Friday, April 11, 2008

McCain vs. Ageism: "I'm as Old as Dirt and Have More Scars Than Frankenstein."

Interestingly, the one candidate (or surrogate, pre-Dean) who most often raises the age issue is none other than its supposed victim: John McCain himself.

"Older than dirt, more scars than Frankenstein," is a favorite line of his. (though he did botch it at least once.)

So, obviously, McCain is well aware that his age, and the concomitant off-spring issues spawned by it--his death in office, his forgetfulness or seeming befuddlement, the unusual importance of his VP running mate and so on--are issues that will always already be there in voters minds.
His age, like Hillary's gender and Barack's color, are facts, period, facts visible to the naked eyes of voters. They can't be spun or otherwise hidden from public view. And to some, they would be considered "negatives."

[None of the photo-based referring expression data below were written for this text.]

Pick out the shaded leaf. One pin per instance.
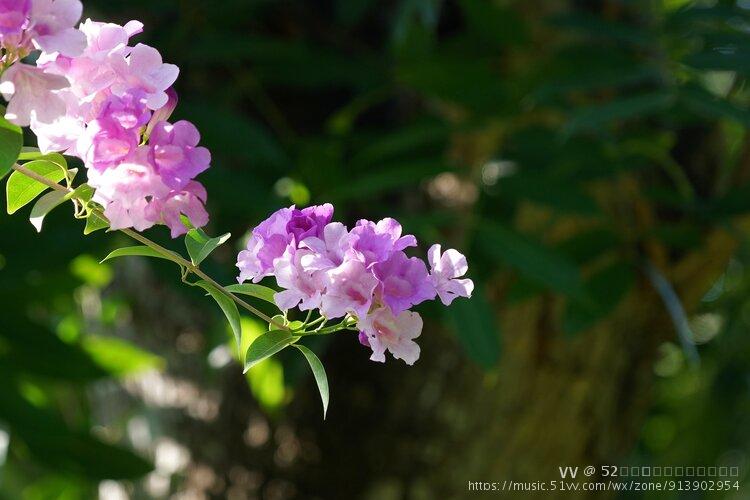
(120, 357)
(11, 140)
(475, 326)
(45, 205)
(319, 373)
(592, 117)
(606, 287)
(536, 261)
(135, 251)
(228, 307)
(253, 290)
(94, 222)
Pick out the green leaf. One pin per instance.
(538, 262)
(199, 245)
(227, 306)
(267, 345)
(22, 190)
(45, 205)
(708, 105)
(138, 251)
(474, 323)
(320, 375)
(118, 357)
(11, 140)
(94, 222)
(606, 287)
(257, 291)
(596, 116)
(495, 25)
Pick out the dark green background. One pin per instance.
(567, 147)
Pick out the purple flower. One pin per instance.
(177, 157)
(127, 189)
(52, 26)
(373, 243)
(309, 222)
(112, 137)
(445, 269)
(143, 68)
(330, 251)
(301, 285)
(404, 282)
(14, 16)
(349, 290)
(32, 94)
(385, 331)
(162, 114)
(188, 201)
(268, 242)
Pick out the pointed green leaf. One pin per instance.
(11, 140)
(606, 287)
(320, 375)
(474, 323)
(267, 345)
(257, 291)
(43, 206)
(94, 222)
(199, 245)
(601, 115)
(22, 190)
(542, 264)
(227, 306)
(139, 251)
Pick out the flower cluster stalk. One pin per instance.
(176, 258)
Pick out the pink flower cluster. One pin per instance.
(363, 273)
(93, 95)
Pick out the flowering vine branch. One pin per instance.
(91, 95)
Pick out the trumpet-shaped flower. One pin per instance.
(31, 94)
(404, 282)
(267, 243)
(14, 17)
(177, 157)
(309, 222)
(372, 243)
(52, 26)
(383, 331)
(349, 289)
(446, 271)
(188, 201)
(301, 286)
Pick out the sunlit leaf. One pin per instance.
(135, 251)
(119, 357)
(199, 245)
(11, 140)
(253, 290)
(319, 373)
(22, 190)
(45, 205)
(94, 222)
(267, 345)
(228, 307)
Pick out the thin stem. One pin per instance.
(173, 256)
(316, 321)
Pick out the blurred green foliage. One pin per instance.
(455, 117)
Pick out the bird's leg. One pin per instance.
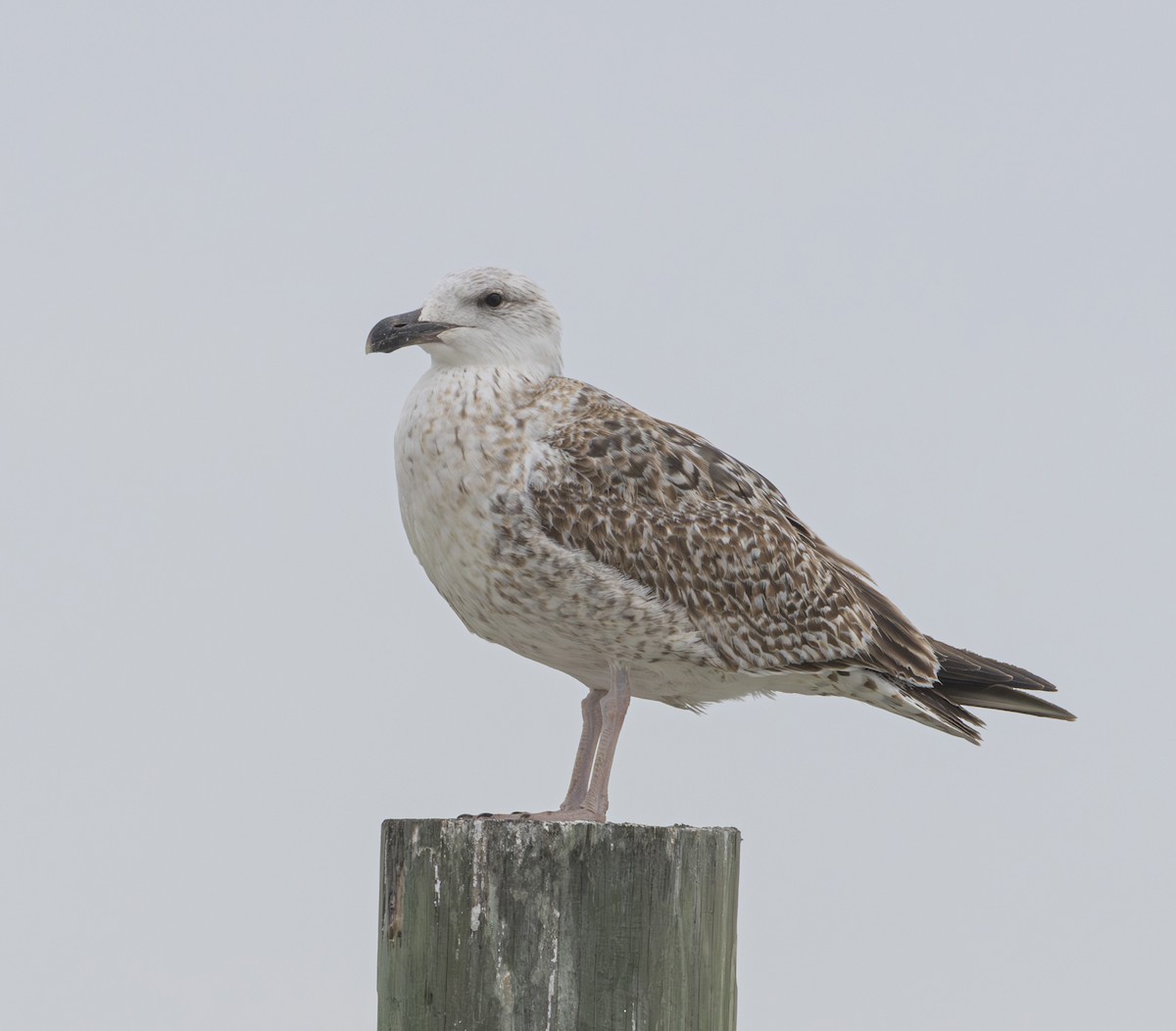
(612, 708)
(604, 713)
(581, 772)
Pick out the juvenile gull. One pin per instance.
(632, 554)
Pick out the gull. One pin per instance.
(630, 553)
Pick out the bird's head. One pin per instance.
(485, 317)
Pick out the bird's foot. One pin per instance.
(551, 816)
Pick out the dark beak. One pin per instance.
(400, 330)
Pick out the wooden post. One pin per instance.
(493, 925)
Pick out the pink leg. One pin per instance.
(581, 772)
(604, 712)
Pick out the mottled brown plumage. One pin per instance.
(632, 554)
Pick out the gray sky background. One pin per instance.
(912, 261)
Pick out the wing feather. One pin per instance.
(712, 536)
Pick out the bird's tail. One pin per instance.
(965, 678)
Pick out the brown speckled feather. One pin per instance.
(712, 536)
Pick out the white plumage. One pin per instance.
(630, 554)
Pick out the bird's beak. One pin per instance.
(400, 330)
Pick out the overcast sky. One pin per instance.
(912, 261)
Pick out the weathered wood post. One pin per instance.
(493, 925)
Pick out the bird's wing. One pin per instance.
(714, 537)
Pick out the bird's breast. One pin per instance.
(460, 458)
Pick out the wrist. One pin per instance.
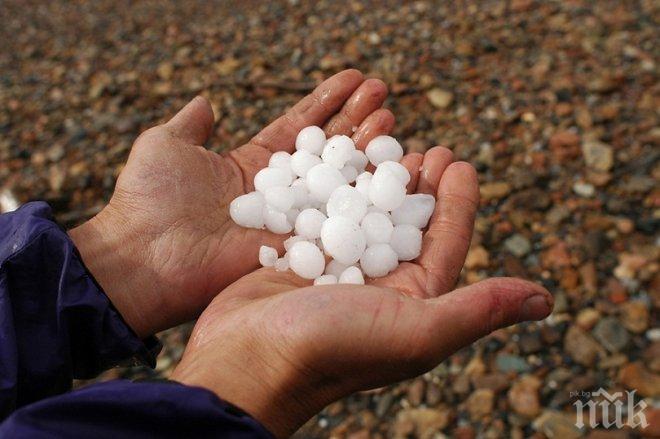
(112, 252)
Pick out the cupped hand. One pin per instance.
(281, 349)
(165, 245)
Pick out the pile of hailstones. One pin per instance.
(365, 222)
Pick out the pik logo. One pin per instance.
(612, 410)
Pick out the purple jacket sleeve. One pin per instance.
(57, 324)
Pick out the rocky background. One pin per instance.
(555, 103)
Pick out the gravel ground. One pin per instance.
(555, 103)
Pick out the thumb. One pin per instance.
(194, 122)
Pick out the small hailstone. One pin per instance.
(362, 184)
(352, 275)
(311, 139)
(415, 210)
(267, 256)
(337, 151)
(335, 268)
(378, 260)
(383, 148)
(358, 160)
(280, 197)
(282, 264)
(309, 223)
(280, 159)
(276, 221)
(271, 177)
(348, 202)
(247, 210)
(306, 260)
(349, 173)
(406, 241)
(322, 180)
(325, 279)
(343, 239)
(302, 161)
(377, 228)
(395, 168)
(386, 190)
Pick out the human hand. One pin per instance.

Maybe McCain's strategy of raising the age issue himself at almost every opportunity is his way of disarming or charming his adversaries by reducing the issue to the category of joke.
After all, jokes aren't made about Iraq, nor about the financial/housing crises---they're serious issues. But "age?"

It's the stuff Letterman, Leno & Co. can mine night after night, without concern for any negative sympathy-based responses from their audiences. The late-night comics would never ridicule someone whose has lost an arm or leg, or suffers from any physical malady.

The dems can beat McCain on the real, non-laughable issues; they run the risk of a sympathy backlash if they hit him too hard on his age. He can joke about it himself; Letterman can do the "10 Ways You Know John McCain is Awake" monologue every night---but gratuitous, duplicitous remarks such as Dean's only feed the public's perception that politicians are slime.